Modeling of the Size Distribution Resulting from Dissolution of Spherical Solid Particles in Turbulent Flow

• Published in: Journal of dispersion science and technology Vol. 33; no. 4; pp. 521 - 526
• Main Authors: Ekmekyapar, Ahmet, Künkül, Asım, Yüceer, Mehmet, Kelbaliyev, Gudret
• Format: Journal Article
• Language: English
• Published: Philadelphia, PA Taylor & Francis Group 01.04.2012; Taylor & Francis; Taylor & Francis Ltd
• Subjects: Atoms & subatomic particles; Chemistry; Colloidal state and disperse state; Dissolution; Dissolution of solids; Exact sciences and technology; General and physical chemistry; Genetic algorithms; mass transfer; Mathematical models; modeling; Particle size; particle size distribution; Physical and chemical studies. Granulometry.
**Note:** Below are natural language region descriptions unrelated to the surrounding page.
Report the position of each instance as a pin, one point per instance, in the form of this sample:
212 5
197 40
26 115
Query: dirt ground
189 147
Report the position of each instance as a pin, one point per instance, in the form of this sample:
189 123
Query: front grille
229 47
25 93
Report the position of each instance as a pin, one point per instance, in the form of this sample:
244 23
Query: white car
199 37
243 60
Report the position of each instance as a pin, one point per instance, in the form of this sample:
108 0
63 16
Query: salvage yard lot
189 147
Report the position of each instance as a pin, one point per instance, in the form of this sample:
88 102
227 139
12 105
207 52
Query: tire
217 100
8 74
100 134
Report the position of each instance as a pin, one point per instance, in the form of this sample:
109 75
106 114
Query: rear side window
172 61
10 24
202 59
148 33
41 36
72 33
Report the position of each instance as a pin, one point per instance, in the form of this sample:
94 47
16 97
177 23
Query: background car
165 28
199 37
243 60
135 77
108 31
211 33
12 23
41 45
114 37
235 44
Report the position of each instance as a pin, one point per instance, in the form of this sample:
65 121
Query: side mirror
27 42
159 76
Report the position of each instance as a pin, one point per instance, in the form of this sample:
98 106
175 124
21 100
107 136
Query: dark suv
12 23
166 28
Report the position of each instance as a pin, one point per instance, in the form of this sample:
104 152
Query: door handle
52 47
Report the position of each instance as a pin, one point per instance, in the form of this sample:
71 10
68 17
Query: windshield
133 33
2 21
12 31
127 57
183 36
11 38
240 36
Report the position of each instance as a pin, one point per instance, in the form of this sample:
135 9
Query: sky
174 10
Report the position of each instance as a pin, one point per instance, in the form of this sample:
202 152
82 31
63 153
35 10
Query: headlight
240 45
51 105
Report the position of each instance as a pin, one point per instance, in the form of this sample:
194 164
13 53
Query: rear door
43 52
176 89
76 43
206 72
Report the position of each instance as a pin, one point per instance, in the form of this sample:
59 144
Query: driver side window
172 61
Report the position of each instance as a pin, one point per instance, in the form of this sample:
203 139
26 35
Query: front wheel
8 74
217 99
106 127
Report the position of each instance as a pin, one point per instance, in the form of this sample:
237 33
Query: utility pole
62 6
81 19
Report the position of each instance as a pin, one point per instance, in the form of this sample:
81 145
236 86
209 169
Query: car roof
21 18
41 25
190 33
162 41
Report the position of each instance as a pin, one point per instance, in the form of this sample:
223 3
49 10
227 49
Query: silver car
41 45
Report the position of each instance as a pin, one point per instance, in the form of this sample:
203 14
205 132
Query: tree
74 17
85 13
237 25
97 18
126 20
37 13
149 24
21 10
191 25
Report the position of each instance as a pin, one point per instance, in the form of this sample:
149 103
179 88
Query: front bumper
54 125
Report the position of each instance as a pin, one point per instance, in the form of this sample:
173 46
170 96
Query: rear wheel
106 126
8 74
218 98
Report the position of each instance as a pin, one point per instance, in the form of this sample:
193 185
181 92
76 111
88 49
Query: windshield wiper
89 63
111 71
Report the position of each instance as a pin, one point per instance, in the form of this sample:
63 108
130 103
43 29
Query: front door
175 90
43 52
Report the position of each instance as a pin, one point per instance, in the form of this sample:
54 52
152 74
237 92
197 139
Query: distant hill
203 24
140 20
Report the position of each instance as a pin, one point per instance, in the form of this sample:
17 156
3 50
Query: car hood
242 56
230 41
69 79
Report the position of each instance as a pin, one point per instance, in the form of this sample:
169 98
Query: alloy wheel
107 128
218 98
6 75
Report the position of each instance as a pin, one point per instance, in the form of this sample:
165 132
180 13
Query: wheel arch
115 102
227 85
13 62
Electrokinetic phenomena; spherical particles; Studies; Turbulent flow; Motion; Stirred vessel; Particle size; Experimental data; Turbulent flow; Dissolution of solids; spherical particles; Industrial application; Equation; Solid particle; Time; Dissolution; Modeling; Solid; Mass transfer; Liquid; Particle size distribution; Flow regime; Genetic algorithm; Distribution function; Spherical particle; Diffusion; Mathematical model; Boundary layer
• ISSN: 0193-2691; 1532-2351
• DOI: 10.1080/01932691.2011.574929

The process of dissolution of solid particles in turbulent flow regime is of importance in many industrial applications. A new size distribution takes place due to dissolving during the motion of a solid-liquid suspended system in a stirred vessel. An analytical relationship was derived to represent the concentration profile in diffusion boundary layer between solid and liquid. An expression was obtained between mass transfer flow from spherical particle area and particle size changing with time during dissolution of solids. A mathematical model was developed for calculating particle size distribution varying with time during dissolution of spherical solid particles. The Focker-Planck equation was used to construct the distribution function varying with particle size. Model parameters were estimated by the Genetic Algorithm, the validity of the model was confirmed with experimental data.